Los Angeles (AFP) – When the Rams confirmed their return to Los Angeles in January, it seemed like a match made in heaven.
The most popular sport in the United States was finally returning to the city after a two-decade absence.
The Rams were ready to rekindle a relationship with the city, after abruptly upping sticks and decamping to St. Louis in 1995.
If Rams fans harbored lingering resentment about the team’s acrimonious departure, no one was letting on. Season ticket sales for the 2016-2017 campaign rapidly went through the roof.
Excitement built as the team signaled its intent to become a major player by pulling out the stops to land the No. 1 pick in the draft, quarterback Jared Goff.
In August, a record 89,140 fans crowded into Los Angeles Memorial Coliseum to watch the Rams’ opening pre-season game against the Dallas Cowboys.

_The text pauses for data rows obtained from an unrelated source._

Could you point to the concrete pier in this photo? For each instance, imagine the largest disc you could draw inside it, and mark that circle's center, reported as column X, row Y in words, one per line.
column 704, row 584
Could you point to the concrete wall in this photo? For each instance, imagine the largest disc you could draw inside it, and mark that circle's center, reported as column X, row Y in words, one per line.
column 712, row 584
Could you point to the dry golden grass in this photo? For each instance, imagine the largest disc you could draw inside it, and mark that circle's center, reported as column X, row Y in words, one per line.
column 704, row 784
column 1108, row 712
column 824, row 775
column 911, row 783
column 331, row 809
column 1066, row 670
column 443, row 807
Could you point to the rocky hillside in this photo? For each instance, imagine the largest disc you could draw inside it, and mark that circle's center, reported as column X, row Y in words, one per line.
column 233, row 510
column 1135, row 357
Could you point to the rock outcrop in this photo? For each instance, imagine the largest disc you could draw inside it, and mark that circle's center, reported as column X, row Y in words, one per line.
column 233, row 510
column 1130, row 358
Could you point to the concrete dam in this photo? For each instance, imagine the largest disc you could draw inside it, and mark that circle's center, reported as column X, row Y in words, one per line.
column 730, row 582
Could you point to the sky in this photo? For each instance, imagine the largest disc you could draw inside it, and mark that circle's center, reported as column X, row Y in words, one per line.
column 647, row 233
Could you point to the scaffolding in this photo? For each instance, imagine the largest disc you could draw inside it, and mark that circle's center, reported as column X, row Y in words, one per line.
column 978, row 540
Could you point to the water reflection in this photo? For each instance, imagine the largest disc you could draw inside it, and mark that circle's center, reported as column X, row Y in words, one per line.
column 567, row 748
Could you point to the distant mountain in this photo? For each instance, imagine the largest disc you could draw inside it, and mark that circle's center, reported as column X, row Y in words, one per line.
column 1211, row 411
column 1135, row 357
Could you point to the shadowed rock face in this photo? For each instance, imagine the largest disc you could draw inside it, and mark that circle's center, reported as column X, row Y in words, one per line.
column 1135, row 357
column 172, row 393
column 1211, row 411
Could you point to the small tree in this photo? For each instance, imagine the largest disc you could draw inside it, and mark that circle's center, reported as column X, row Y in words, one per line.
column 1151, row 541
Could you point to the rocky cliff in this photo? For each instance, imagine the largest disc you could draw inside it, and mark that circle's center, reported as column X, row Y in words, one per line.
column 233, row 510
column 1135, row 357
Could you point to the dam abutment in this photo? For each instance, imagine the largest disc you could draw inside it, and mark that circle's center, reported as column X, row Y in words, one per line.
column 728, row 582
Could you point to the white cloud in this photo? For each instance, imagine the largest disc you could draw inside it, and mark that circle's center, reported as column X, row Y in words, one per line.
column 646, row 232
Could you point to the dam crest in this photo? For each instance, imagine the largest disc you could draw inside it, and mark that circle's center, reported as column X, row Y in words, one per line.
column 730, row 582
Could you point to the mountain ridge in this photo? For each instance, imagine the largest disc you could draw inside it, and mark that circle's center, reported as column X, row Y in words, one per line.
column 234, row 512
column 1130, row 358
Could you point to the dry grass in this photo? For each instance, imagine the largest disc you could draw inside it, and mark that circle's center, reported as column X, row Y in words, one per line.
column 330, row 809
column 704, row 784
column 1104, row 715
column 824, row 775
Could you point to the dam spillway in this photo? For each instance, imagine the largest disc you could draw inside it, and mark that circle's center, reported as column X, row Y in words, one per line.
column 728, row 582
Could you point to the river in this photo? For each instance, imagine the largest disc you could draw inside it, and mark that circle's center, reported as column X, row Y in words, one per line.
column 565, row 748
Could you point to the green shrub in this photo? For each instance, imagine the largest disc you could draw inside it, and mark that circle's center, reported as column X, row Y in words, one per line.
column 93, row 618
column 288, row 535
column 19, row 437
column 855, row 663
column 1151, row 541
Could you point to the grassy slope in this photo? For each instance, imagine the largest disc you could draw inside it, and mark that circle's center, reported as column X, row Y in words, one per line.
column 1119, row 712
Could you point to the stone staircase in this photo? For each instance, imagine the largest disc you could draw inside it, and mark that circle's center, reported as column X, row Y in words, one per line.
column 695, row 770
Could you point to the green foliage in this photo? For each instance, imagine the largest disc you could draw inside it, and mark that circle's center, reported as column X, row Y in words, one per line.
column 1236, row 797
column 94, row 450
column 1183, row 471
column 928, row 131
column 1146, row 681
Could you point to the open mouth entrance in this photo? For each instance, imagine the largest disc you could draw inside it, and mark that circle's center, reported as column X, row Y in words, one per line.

It was the largest crowd ever for a pre-season NFL game, and fans basking in the evening sunshine were looking ahead to the new season with optimism.
Fast forward four months, and the euphoria which accompanied the Rams’ return has long since left the building.
On Sunday, the team crashed to a humiliating 42-14 defeat at home to the Atlanta Falcons.
A comically inept performance left fans heading for the exits well before the end, while those who remained booed loudly and called for the dismissal of beleaguered head coach Jeff Fisher.
– ‘An embarrassment’ –
The verdict of Los Angeles Times writer Bill Plaschke was withering.
“Against all odds, in a city that embraced them, with fans who loved them, in a stadium that showcases them, the impossible has happened — the return of the Rams has officially become an embarrassment,” Plaschke wrote. “A Hollywood reunion that couldn’t go wrong has blown up in bits of carpeted red.”
Todd Gurley, the team’s star running back, lambasted what he described as the franchise’s “middle school offense.”
On Monday, Rams owner Stan Kroenke, the billionaire businessman whose assets also include English Premier League side Arsenal, decided enough was enough.
Fisher was fired in a bombshell move after six years at the franchise, and only two months after signing a contract extension.
“This is the right time to make a change as our performance has not lived up to my or our fans’ expectations,” Kroenke said.
So what has gone wrong? In a word, everything.
The warning signs first started flickering when it became clear that Goff, the rookie quarterback, was nowhere near ready to start as signal caller.
Instead, the man expected to lead the franchise into a bold new era started the season third in the pecking order.
– ‘Rams Junior High’ –
The reluctance of Fisher to promote him fuelled the sense that the Rams had picked unwisely in the draft.
That angst was heightened by the assured performances of Carson Wentz, the Philadelphia Eagles rookie who was overlooked in favour of Goff.
A disastrous season opener at the San Francisco 49ers ended in a 28-0 defeat.
The Rams bounced back to beat the Seattle Seahawks in their home opener, and grabbed two more wins to advance to 3-1. But the image of a team on the up was illusory.
They lost eight of their next nine games to fall to 4-9.
Along the way Fisher found himself in an embarrassing spat with Rams icon Eric Dickerson, who claimed he had been banned from home games.
Last week, Fisher was forced to deny reports of a rift with general manager Les Snead at the team’s headquarters, nicknamed “Rams Junior High.”
It looked as if Fisher might muddle through to the end of the season. But Sunday’s debacle proved the tipping point, leaving Fisher with a 31-45-1 record at the Rams, and with 165 career losses, tied with Dan Reevers for the most defeats in history.